DaVinciRecordTransformerConfig config = new DaVinciRecordTransformerConfig.Builder()
    .setRecordTransformerFunction(transformerFunction)
    .build();

Key Concepts

Version Management

Venice stores have versions. When new data is pushed, Venice creates a future version while the current version continues serving traffic. Once ready, Venice atomically swaps the future version to become the new current version.

For Record Transformers:

Each version gets its own transformer instance
During a push, you’ll have transformers for both current and future versions running in parallel
Use onStartVersionIngestion(isCurrentVersion) to initialize resources
Use onEndVersionIngestion(currentVersion) to clean up when a version stops serving

Best Practice: Separate Data by Version

When propagating Venice data to external systems (databases, search indexes, etc.), always separate data from different versions into independent storage locations.
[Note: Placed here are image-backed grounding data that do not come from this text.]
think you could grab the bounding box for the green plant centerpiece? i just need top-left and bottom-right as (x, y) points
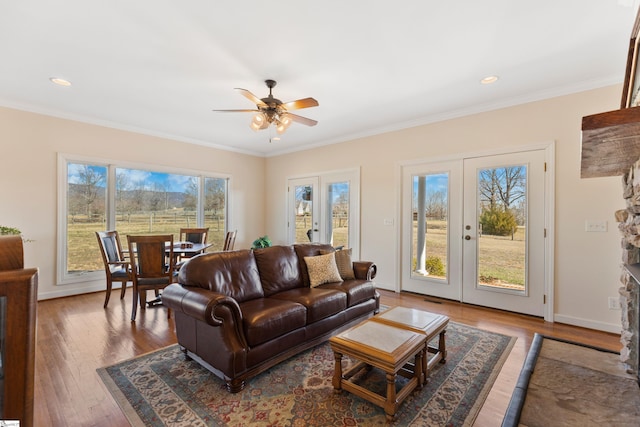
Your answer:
(251, 235), (272, 249)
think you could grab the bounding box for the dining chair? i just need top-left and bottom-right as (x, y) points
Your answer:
(95, 230), (132, 308)
(223, 230), (237, 251)
(127, 234), (176, 321)
(178, 227), (209, 260)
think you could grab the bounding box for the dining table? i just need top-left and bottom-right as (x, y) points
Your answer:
(123, 241), (213, 259)
(171, 241), (212, 259)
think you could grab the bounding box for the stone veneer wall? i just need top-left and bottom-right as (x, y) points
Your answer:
(616, 159), (640, 375)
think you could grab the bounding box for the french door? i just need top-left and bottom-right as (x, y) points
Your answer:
(401, 149), (548, 317)
(288, 170), (360, 257)
(288, 177), (319, 244)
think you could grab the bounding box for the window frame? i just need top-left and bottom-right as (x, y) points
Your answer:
(57, 153), (231, 285)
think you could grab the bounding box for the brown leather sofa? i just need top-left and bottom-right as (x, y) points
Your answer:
(162, 243), (379, 393)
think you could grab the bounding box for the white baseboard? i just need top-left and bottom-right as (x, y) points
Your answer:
(374, 282), (398, 292)
(38, 282), (126, 300)
(553, 313), (621, 335)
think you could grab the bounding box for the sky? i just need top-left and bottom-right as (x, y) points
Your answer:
(68, 163), (195, 193)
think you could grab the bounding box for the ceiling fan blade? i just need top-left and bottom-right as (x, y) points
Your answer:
(282, 97), (319, 110)
(286, 113), (318, 126)
(212, 109), (259, 113)
(235, 88), (268, 107)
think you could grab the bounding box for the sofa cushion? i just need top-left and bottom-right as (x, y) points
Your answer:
(178, 250), (264, 303)
(304, 252), (342, 287)
(254, 245), (303, 296)
(318, 279), (377, 307)
(270, 288), (347, 323)
(294, 243), (336, 286)
(239, 298), (307, 347)
(321, 248), (355, 280)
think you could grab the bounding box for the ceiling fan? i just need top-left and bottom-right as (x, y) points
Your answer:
(213, 79), (319, 136)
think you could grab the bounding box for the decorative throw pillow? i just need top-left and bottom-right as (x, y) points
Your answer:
(304, 252), (342, 287)
(321, 248), (355, 280)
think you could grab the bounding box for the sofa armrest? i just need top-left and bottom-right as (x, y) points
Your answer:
(353, 261), (377, 281)
(162, 283), (247, 345)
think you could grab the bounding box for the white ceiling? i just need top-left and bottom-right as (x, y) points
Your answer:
(1, 1), (638, 157)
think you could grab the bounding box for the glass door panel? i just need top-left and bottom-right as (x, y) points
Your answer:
(402, 150), (546, 317)
(326, 181), (349, 248)
(476, 166), (526, 292)
(411, 173), (448, 281)
(462, 150), (545, 316)
(288, 177), (319, 244)
(288, 171), (359, 256)
(401, 160), (462, 300)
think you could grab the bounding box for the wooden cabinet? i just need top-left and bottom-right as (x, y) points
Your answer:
(0, 235), (37, 426)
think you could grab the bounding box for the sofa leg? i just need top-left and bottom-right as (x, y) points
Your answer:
(179, 345), (192, 361)
(226, 379), (245, 393)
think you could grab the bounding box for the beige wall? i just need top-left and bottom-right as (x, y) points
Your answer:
(0, 107), (265, 299)
(0, 85), (627, 333)
(265, 85), (625, 333)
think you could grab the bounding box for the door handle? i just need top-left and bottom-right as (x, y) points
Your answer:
(464, 235), (471, 240)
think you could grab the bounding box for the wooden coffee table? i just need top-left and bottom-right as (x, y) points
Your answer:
(329, 320), (426, 422)
(371, 306), (449, 385)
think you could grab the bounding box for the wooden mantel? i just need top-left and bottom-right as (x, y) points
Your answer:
(581, 106), (640, 178)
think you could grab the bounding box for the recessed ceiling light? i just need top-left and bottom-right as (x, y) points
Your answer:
(480, 75), (499, 85)
(49, 77), (72, 87)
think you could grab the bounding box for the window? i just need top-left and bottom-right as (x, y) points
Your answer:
(58, 155), (229, 284)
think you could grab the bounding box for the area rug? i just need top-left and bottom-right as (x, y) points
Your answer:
(98, 322), (515, 426)
(502, 333), (640, 427)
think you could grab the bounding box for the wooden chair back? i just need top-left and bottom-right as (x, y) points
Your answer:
(179, 227), (209, 244)
(96, 230), (126, 268)
(127, 234), (175, 321)
(0, 235), (24, 271)
(223, 230), (237, 251)
(127, 234), (175, 281)
(95, 230), (132, 308)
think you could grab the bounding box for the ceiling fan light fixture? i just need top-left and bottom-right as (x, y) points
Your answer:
(276, 115), (292, 135)
(250, 112), (266, 131)
(215, 79), (318, 140)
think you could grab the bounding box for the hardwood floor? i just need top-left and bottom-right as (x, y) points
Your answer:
(32, 288), (620, 426)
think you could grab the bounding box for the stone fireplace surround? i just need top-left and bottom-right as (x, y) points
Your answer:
(616, 159), (640, 378)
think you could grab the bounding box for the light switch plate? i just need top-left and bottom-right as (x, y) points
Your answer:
(608, 297), (620, 310)
(585, 220), (607, 232)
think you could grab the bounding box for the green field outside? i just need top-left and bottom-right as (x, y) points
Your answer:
(70, 213), (524, 289)
(68, 211), (226, 272)
(413, 219), (525, 288)
(294, 215), (348, 247)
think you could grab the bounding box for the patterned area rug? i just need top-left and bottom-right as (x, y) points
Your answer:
(98, 322), (515, 426)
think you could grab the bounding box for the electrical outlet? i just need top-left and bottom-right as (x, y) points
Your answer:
(585, 220), (608, 232)
(608, 297), (620, 310)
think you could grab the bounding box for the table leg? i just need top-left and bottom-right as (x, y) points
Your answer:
(414, 350), (424, 389)
(332, 351), (343, 392)
(385, 372), (397, 422)
(439, 329), (447, 362)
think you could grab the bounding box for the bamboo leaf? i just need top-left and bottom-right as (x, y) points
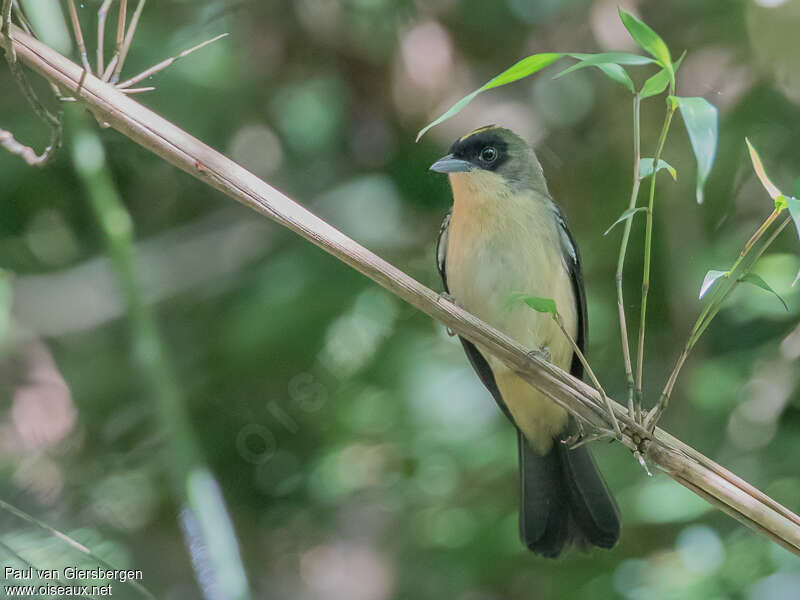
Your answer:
(745, 138), (782, 201)
(504, 292), (557, 316)
(640, 67), (670, 99)
(603, 207), (648, 236)
(592, 62), (635, 93)
(639, 158), (677, 181)
(416, 53), (563, 141)
(699, 270), (727, 299)
(618, 8), (673, 72)
(566, 52), (656, 66)
(639, 52), (684, 100)
(740, 273), (788, 311)
(674, 96), (718, 204)
(555, 52), (655, 93)
(522, 296), (558, 316)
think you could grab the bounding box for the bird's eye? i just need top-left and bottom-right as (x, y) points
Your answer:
(480, 146), (498, 163)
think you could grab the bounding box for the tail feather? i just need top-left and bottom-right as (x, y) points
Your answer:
(518, 430), (620, 557)
(557, 438), (620, 549)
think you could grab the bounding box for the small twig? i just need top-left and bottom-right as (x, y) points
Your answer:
(67, 0), (92, 74)
(111, 0), (145, 84)
(635, 96), (676, 417)
(113, 0), (127, 74)
(117, 32), (229, 89)
(553, 310), (622, 438)
(1, 2), (62, 165)
(120, 85), (155, 94)
(97, 0), (113, 76)
(11, 0), (31, 35)
(616, 93), (642, 422)
(645, 214), (793, 429)
(102, 0), (127, 81)
(0, 128), (50, 165)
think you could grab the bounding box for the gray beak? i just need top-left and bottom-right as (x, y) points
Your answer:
(429, 154), (473, 173)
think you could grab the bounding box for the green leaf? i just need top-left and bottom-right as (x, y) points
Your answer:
(504, 292), (557, 316)
(699, 270), (727, 299)
(639, 51), (685, 100)
(555, 52), (656, 93)
(603, 207), (648, 236)
(416, 53), (563, 141)
(775, 195), (788, 211)
(591, 63), (635, 93)
(618, 8), (673, 72)
(674, 96), (718, 204)
(640, 67), (670, 99)
(745, 138), (782, 200)
(786, 196), (800, 240)
(793, 268), (800, 288)
(740, 273), (788, 311)
(639, 158), (677, 181)
(567, 52), (656, 66)
(522, 296), (558, 316)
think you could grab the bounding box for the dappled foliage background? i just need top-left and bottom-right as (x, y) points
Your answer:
(2, 0), (800, 598)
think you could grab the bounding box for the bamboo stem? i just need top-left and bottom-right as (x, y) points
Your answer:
(616, 93), (642, 420)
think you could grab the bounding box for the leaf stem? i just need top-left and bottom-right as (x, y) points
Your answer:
(647, 214), (792, 428)
(616, 93), (642, 421)
(635, 97), (676, 415)
(553, 312), (622, 438)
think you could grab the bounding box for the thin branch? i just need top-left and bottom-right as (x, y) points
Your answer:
(120, 85), (155, 94)
(67, 0), (92, 74)
(111, 0), (144, 83)
(11, 0), (31, 35)
(4, 23), (800, 556)
(646, 214), (793, 427)
(117, 32), (229, 90)
(0, 8), (62, 165)
(635, 101), (675, 415)
(97, 0), (113, 76)
(101, 0), (127, 81)
(553, 310), (621, 438)
(616, 93), (642, 420)
(0, 128), (51, 165)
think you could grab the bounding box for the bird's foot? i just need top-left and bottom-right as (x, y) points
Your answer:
(562, 426), (618, 450)
(437, 292), (458, 336)
(527, 345), (551, 363)
(438, 291), (456, 305)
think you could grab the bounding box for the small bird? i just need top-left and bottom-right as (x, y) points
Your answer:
(431, 125), (620, 557)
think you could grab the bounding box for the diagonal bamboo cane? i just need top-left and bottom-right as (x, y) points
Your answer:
(3, 24), (800, 555)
Think of it as maintaining one database table per Venice store version.

Why Version Separation Matters:

Prevents data races: Multiple versions writing to the same table creates race conditions
Avoids record leaks: Old version data won’t pollute your current dataset
Enables clean transitions: You can atomically switch to new data once ready

Implementation Strategy:

Create version-specific storage (e.g., user_profiles_v1, user_profiles_v2)
Maintain a pointer to current version (database views, atomic pointer, etc.)
Switch pointer atomically when Venice promotes a new current version
Clean up old versions once no longer needed

See the example below:

String tableName = getStoreName() + "_v" + getStoreVersion();
String currentVersionViewName = getStoreName() + "_current_version";

@Override
public void onStartVersionIngestion(boolean isCurrentVersion) {
    // Initialize resources for this version
    if (!externalDB.containsTable(tableName)) {
        externalDB.createTable(tableName);
    }

    // Maintain pointer to current version
    if (isCurrentVersion) {
      externalDB.createOrReplaceView(currentViewName,
          "SELECT * FROM " + tableName);
    }
}

@Override
public void onEndVersionIngestion(int currentVersion) {
    // Only clean up if this version is no longer serving
    if (currentVersion != getStoreVersion()) {
        String newCurrentTableName = getStoreName() + "_v" + currentVersion;

        // Update view to point to new current version
        externalDB.createOrReplaceView(currentViewName,
            "SELECT * FROM " + newCurrentTableName);
        
        // Delete old version
        externalDB.dropTable(tableName);
    }
}

Key Behaviors

Lazy deserialization: Keys/values are deserialized lazily to avoid unnecessary CPU/memory overhead if you only need to inspect some records or parameters
Startup replay: Venice replays existing records from disk on startup to rebuild external state
Compatibility checks: Implementation changes are automatically detected and local state is rebuilt to prevent stale data

Featured Implementations

VeniceChangelogConsumerDaVinciRecordTransformerImpl:
- The new Venice Change Data Capture (CDC) client was built using the record transformer.
DuckDBDaVinciRecordTransformer:
- Forwards Venice data to DuckDB, allowing you to query your Venice data via SQL.

Configuration Options

Required:

setRecordTransformerFunction - Function that creates your transformer instances

Optional:

setKeyClass: set this if you want to deserialize keys into Avro SpecificRecords.
setOutputValueClass + setOutputValueSchema: required together when changing value type/schema or using Avro SpecificRecords for values.
setStoreRecordsInDaVinci (default: true): persist into Da Vinci’s local disk.
setAlwaysBootstrapFromVersionTopic (default: false): set this to true if storeRecordsInDaVinci is false, and you’re storing records in memory without being backed by disk.
setRecordTransformationEnabled (default: true): set to false when returning UNCHANGED during transform.
setRecordMetadataEnabled (default: false): enable if you need the record metadata in DaVinciRecordTransformerRecordMetadata.